Like the director’s films, his book is characterized by honesty above all else; Cox isn’t afraid to point out the many times he has been wrong, both on set and when dealing with the business end of filmmaking, and one of the gifts that X-Films gives its readers is the chance to learn from Cox’s mistakes. His candor also makes the book downright hilarious at times, especially in the many anecdotes about his financiers’ and collaborators’ eccentricities and his attempts to deal with them.

Yet the overall tone is more celebratory than sardonic, and Cox provides illuminating portraits of his fruitful collaborations with some of the best cinematographers in the business, including Robby Müller, BVK, Roger Deakins, ASC, BSC, and Steven Fierberg, ASC. A fervent promoter of long takes and camera movement over editing, Cox goes into great detail regarding his plano secuencia style and how his cameramen achieved their elaborate effects in his various films.

Cox enthusiasts might be a bit disappointed at some of the book’s omissions (he barely addresses The Winner, which he dismisses as an impersonal job for hire, and doesn’t mention several other projects at all), but what does appear on the page is so entertaining and accurate that it would be churlish to complain.
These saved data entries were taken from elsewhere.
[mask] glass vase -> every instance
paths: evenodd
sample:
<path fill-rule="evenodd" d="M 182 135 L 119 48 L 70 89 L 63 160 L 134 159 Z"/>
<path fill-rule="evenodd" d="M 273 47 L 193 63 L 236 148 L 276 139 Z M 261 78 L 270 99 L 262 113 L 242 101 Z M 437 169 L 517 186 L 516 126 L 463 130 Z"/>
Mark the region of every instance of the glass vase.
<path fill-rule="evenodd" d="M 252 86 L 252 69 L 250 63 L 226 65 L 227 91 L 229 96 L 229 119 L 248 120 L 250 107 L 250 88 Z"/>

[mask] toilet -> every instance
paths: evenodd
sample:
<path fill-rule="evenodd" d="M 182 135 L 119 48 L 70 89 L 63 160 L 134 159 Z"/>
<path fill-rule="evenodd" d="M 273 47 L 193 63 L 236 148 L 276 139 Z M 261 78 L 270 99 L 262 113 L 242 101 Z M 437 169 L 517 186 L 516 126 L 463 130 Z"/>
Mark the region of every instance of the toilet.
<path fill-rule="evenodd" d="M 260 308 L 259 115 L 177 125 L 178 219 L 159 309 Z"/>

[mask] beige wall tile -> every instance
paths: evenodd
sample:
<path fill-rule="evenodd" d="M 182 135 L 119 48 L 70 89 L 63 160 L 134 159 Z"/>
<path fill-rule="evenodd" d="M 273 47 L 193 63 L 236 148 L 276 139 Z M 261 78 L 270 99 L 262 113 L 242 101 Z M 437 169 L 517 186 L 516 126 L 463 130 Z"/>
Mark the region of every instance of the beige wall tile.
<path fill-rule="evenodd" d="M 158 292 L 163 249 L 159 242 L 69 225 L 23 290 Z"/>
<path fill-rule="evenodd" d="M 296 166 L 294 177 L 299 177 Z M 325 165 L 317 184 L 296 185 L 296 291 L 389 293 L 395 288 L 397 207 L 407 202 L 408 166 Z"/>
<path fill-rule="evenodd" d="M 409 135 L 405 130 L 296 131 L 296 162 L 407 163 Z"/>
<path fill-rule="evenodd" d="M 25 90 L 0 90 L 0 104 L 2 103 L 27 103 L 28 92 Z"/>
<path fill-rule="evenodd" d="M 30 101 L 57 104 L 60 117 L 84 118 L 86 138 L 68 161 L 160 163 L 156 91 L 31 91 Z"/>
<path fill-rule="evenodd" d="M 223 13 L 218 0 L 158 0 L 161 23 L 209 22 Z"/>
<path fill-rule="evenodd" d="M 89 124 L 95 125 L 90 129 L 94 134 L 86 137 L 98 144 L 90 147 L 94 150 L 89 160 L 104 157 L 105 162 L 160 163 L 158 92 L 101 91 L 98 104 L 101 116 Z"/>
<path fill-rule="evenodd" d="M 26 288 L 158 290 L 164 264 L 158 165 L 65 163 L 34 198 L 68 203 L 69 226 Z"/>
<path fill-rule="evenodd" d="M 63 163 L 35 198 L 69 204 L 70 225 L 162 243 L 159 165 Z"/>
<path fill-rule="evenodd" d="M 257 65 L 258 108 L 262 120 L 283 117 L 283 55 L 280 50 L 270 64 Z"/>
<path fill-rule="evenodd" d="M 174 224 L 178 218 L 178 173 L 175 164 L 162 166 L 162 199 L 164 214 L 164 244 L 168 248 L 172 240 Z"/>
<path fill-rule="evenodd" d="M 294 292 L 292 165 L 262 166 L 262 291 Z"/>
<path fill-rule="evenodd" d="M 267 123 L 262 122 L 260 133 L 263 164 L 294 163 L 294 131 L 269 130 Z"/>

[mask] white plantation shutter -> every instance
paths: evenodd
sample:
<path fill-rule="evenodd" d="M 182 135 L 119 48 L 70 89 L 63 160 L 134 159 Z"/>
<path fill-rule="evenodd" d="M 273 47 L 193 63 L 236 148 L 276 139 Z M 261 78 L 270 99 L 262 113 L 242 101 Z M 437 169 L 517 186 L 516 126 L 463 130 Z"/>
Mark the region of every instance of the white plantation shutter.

The fact that movies such as Juno and The Savages (both financed and distributed by Fox) are considered to be “independent” films by the press and the industry alike makes a true maverick like Cox more valuable and necessary than ever — and more of an inspiration to those trying to carve out their own individualistic niche in the cinema. X-Films is the best combination of filmmaking manual and manifesto to come along since John Sayles’ Thinking in Pictures was published 20 years ago; Cox has created essential reading for anyone passionate or crazy enough to want to make independent movies.